At MajorLinkx, every project uses an S3 backend with DynamoDB locking from day one. The backend configuration lives in each environment's backend.tf, and we never allow local state under any circumstances. DynamoDB locking prevents concurrent applies; if two engineers run terraform plan at the same time, one waits. This is not overhead. This is the difference between a controlled infrastructure pipeline and a game of chicken with your production VPC.
Module Composition Over Monoliths:
A single main.tf with 800 lines of resource definitions is not Terraform. It is a liability. We structure every project with a modules/ directory containing reusable, versioned modules and an environments/ directory containing per-environment root configurations (dev, staging, production). Each module handles one concern: networking, compute, database, DNS. Modules accept variables, expose outputs, and never hard-code values. This means our staging environment uses the exact same module as production, just with different input variables. When we fix a security group rule in the networking module, it propagates to every environment on the next apply.
The anti-pattern is copying and pasting resource blocks between environments. We have inherited projects where the dev VPC configuration had drifted so far from production that deploying a fix in dev told you nothing about what would happen in prod.
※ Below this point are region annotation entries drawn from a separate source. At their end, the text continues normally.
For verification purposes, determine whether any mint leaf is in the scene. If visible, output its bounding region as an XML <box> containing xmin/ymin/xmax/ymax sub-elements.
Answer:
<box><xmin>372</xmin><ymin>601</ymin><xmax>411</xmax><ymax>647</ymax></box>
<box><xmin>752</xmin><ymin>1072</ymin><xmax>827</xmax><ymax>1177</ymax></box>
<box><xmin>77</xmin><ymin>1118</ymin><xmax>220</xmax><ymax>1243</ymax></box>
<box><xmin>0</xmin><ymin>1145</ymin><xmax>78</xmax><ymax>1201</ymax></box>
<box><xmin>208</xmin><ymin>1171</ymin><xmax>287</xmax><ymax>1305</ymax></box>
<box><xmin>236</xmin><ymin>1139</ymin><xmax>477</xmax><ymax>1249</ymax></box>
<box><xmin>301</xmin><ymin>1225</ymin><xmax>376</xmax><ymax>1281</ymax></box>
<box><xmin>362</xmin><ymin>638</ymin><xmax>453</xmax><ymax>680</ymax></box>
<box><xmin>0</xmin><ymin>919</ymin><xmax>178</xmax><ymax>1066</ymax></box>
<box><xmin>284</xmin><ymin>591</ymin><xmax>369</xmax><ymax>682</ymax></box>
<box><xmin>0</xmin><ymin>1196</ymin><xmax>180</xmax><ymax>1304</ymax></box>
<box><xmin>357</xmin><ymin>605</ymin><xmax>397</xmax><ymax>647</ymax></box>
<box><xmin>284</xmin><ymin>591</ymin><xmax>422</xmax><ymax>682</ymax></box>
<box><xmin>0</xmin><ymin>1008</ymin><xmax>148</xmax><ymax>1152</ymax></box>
Modules eliminate this entirely. We also enforce default tags on every resource using a shared locals block: project name, environment, managed-by terraform, and a cost-center tag. If a resource does not have tags, our CI pipeline rejects the plan. Version constraints use the ~> operator so patch updates apply automatically but minor version bumps require explicit approval.
Plan Before You Apply:
Running terraform apply without reviewing the plan output is reckless. We enforce a strict plan/review/apply workflow in CI. Every pull request triggers terraform plan, the output is posted as a PR comment, and a senior engineer reviews the diff before apply runs. This catches destructive changes like accidental resource replacements, security group modifications that would lock out SSH access, and IAM policy changes that could escalate privileges. Terraform's plan output tells you exactly what will change; ignoring it is like ignoring compiler warnings.
The other critical rule: never run terraform apply -auto-approve in production. That flag exists for automated pipelines with proper guardrails, not for engineers running commands on their laptops. We use -auto-approve only in our CI/CD pipeline after the plan has been reviewed and approved by a human. For destructive operations like replacing an RDS instance, we require manual confirmation even in CI. The extra thirty seconds of review have saved us from outages more times than we can count.
The Patterns That Actually Matter:
Beyond state and modules, a few patterns separate professional Terraform from hobbyist Terraform. Use data sources to reference existing resources instead of hard-coding ARNs. Use terraform workspace only if your team has explicitly agreed on how workspaces map to environments; otherwise, use directory-based separation. Use moved blocks when refactoring resource addresses instead of deleting and recreating infrastructure. Pin your provider versions. Use terraform fmt and terraform validate in pre-commit hooks. Store sensitive values in AWS Secrets Manager or SSM Parameter Store and reference them with data sources.
The goal of all these patterns is the same: anyone on the team should be able to run terraform plan on any environment and get a clean, predictable diff. If your plan output is full of changes you did not expect, your Terraform codebase has a trust problem. We treat unexpected plan diffs the same way we treat failing tests. They block the pipeline until someone investigates. Infrastructure as code only works if you can trust the code.